Combiner and Partitioner: Local Aggregation and Key Distribution
Before data leaves the mapper node, an optional Combiner can perform a local reduction, aggregating values that share the same intermediate key. This step reduces the amount of data transferred across the network, alleviating shuffle traffic (Source 2). Simultaneously, the Partitioner determines the target reducer for each key by mapping the key space to a fixed number of partitions. All records with identical keys are guaranteed to be routed to the same reducer, ensuring correct aggregation.

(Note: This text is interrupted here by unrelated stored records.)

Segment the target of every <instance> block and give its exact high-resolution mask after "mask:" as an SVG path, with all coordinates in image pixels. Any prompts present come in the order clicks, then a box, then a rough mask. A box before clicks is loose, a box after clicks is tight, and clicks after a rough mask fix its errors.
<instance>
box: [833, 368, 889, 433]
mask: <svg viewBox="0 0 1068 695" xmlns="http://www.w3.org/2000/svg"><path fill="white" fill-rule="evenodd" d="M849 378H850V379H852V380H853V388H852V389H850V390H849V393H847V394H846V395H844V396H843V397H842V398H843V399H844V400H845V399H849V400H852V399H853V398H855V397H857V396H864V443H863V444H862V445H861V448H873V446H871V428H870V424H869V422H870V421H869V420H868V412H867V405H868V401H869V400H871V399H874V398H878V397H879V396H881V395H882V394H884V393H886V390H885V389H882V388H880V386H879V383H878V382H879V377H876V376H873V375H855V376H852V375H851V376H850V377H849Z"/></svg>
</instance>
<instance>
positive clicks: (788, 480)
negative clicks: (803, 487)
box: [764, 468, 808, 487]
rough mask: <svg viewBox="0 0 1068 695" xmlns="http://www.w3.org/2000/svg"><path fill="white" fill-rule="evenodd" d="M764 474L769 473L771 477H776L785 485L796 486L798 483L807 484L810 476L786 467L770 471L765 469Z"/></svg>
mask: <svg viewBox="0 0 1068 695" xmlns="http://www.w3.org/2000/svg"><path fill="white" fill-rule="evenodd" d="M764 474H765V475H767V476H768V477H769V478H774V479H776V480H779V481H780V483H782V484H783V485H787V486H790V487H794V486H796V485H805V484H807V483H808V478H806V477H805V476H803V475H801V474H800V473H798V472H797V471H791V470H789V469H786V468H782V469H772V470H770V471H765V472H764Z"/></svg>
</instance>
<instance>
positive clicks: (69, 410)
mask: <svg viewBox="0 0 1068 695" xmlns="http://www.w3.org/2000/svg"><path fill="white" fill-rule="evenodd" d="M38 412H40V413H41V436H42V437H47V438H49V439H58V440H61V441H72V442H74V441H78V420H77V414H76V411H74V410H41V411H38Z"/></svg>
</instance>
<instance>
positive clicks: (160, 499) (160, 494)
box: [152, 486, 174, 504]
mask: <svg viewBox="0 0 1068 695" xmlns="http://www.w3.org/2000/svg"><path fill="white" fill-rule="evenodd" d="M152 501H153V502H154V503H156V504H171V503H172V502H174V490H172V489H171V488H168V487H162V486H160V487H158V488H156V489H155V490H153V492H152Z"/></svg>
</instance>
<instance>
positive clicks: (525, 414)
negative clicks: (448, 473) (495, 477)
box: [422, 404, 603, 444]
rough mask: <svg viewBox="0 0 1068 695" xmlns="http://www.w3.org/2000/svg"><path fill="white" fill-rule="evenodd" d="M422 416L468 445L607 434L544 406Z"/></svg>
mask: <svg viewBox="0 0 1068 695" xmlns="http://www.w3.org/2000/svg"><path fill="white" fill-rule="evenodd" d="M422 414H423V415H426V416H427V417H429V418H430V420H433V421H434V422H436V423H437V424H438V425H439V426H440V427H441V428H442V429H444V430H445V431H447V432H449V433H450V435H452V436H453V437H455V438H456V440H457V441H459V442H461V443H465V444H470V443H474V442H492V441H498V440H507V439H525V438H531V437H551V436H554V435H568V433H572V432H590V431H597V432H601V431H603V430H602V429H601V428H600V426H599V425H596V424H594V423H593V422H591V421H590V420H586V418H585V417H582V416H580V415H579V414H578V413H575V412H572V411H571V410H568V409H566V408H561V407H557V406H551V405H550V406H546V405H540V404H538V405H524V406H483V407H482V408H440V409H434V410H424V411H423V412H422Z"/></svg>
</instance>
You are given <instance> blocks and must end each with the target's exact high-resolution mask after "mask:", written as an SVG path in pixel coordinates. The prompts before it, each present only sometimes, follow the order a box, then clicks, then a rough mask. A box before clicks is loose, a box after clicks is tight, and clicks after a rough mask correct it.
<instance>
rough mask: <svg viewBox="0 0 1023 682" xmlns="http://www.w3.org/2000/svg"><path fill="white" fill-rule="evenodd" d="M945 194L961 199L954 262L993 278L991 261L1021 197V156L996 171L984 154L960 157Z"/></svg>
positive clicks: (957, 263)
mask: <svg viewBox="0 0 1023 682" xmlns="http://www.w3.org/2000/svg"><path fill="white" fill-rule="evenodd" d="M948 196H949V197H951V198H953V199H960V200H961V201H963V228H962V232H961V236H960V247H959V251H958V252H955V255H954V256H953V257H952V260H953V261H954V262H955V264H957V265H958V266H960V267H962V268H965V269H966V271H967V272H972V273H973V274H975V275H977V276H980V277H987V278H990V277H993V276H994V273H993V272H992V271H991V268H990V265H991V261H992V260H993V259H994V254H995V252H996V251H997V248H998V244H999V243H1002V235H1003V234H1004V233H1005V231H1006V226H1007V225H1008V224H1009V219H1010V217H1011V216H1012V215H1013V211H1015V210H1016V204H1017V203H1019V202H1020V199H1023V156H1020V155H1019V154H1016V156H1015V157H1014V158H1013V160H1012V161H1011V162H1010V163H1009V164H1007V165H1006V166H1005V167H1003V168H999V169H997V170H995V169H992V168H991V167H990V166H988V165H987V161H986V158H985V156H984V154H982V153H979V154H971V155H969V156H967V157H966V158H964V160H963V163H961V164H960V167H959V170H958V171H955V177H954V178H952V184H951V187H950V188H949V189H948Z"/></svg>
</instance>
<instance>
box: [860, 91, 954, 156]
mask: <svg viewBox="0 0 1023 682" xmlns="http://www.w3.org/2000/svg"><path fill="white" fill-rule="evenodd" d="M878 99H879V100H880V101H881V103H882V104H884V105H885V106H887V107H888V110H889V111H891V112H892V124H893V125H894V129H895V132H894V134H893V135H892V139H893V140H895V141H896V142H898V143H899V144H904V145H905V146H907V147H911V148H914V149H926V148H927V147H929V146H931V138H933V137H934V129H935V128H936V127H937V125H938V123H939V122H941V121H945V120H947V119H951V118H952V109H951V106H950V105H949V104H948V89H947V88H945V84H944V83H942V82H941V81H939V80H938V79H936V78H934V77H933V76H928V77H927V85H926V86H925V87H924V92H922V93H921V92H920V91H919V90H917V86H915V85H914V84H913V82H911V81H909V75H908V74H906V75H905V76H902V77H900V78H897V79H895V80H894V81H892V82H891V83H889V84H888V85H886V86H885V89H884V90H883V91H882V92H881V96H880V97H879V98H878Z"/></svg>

Shuffle and Sort: Network‑Level Data Movement
The shuffle is the physical transfer of intermediate output from mappers to reducers over the cluster network. As reducers pull data from multiple mapper nodes, values associated with the same key from different mappers are merged. The framework then sorts these merged values by key, presenting each reducer with a sorted stream of key‑value groups (Source 1). This sorting facilitates efficient sequential processing and enables reducers to assume that all values for a given key are contiguous.
Reducer and Output Commit
Each Reducer processes the sorted key groups, performing the final aggregation or transformation defined by the user. After producing its output, the reducer delegates writing to a RecordWriter, which formats the results according to the job’s OutputFormat (e.g., text, Avro, Parquet). The RecordWriter selects the appropriate HDFS output directory, creates output splits, and commits the final files to HDFS (Source 1).
Through this tightly coupled ingestion‑to‑shuffle pipeline, Hadoop MapReduce achieves scalable, fault‑tolerant processing of massive datasets while minimizing network overhead and preserving data locality.